Homocysteine is a potentially toxic byproduct of the body's metabolism of the amino acid, methionine. Methionine is found in protein, particularly meat protein. Elevated levels of homocysteine are associated with an increased risk for heart attack and stroke.


New research indicates that elevated homocysteine in the blood is also associated with cancer. Researchers at the University of Utah and Chang Gung Hospital in Taiwan report that cancer cells release high amounts of homocysteine. They also discovered that levels of homocysteine track with cancer biomarkers. When cancer is treated with drugs that kill it, homocysteine levels fall. Researchers believe that homocysteine is indicative of rapidly-dividing cells, i.e., cancer cells. If verified by other researchers, homocysteine could be used in the future as a more sensitive biomarker than those presently in use since it only indicates the presence of living cancer cells, whereas traditional biomarkers appear to indicate both living and dead. For this reason, homocysteine levels may be a more reliable indicator of whether an anticancer treatment is working.

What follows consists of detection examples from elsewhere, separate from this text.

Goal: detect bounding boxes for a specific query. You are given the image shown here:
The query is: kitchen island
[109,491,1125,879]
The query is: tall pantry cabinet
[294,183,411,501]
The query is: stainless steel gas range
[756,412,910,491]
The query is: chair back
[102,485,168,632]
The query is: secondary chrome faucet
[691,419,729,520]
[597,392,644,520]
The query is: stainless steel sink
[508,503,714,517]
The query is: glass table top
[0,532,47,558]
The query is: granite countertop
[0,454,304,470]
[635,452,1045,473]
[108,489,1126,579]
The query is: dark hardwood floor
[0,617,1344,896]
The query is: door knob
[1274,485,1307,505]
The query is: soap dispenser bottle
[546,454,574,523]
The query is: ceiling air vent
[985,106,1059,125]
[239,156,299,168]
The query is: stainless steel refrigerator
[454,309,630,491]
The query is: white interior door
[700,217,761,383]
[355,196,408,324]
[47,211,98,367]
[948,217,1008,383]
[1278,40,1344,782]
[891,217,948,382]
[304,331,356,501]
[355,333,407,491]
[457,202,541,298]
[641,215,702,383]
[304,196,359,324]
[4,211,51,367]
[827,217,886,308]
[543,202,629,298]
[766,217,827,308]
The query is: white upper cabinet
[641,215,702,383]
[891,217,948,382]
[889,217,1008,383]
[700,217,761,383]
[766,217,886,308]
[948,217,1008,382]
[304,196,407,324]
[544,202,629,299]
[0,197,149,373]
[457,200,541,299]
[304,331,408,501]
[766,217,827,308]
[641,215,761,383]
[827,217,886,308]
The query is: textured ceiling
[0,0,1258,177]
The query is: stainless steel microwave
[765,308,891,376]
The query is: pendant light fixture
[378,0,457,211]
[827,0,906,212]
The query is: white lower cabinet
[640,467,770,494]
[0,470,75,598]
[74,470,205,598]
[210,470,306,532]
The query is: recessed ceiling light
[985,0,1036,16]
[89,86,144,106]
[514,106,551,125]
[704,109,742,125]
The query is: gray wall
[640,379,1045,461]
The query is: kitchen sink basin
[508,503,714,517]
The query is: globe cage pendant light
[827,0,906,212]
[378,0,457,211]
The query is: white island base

Research from the National Cancer Institute supports the notion that elevated levels of homocysteine may indicate that cancer is present. In a study on women with invasive cervical cancer, those with homocysteine levels greater than 6.31 micromoles per liter of blood were two to three times more likely to have the disease. Interestingly, a lack of folate did not increase the risk in this study, which may mean that other homocysteine-lowering vitamins such as B12, B6 or riboflavin are deficient in women with cervical cancer. Another possibility is that methylation (which lowers homocysteine and reduces the risk for cancer) is compromised in some other way. Similar studies have been done showing that homocysteine is elevated in colon cancer as well.

The laboratory test for measuring homocysteine levels is widely available. It is already well-known that lowering homocysteine can protect against heart attack and stroke.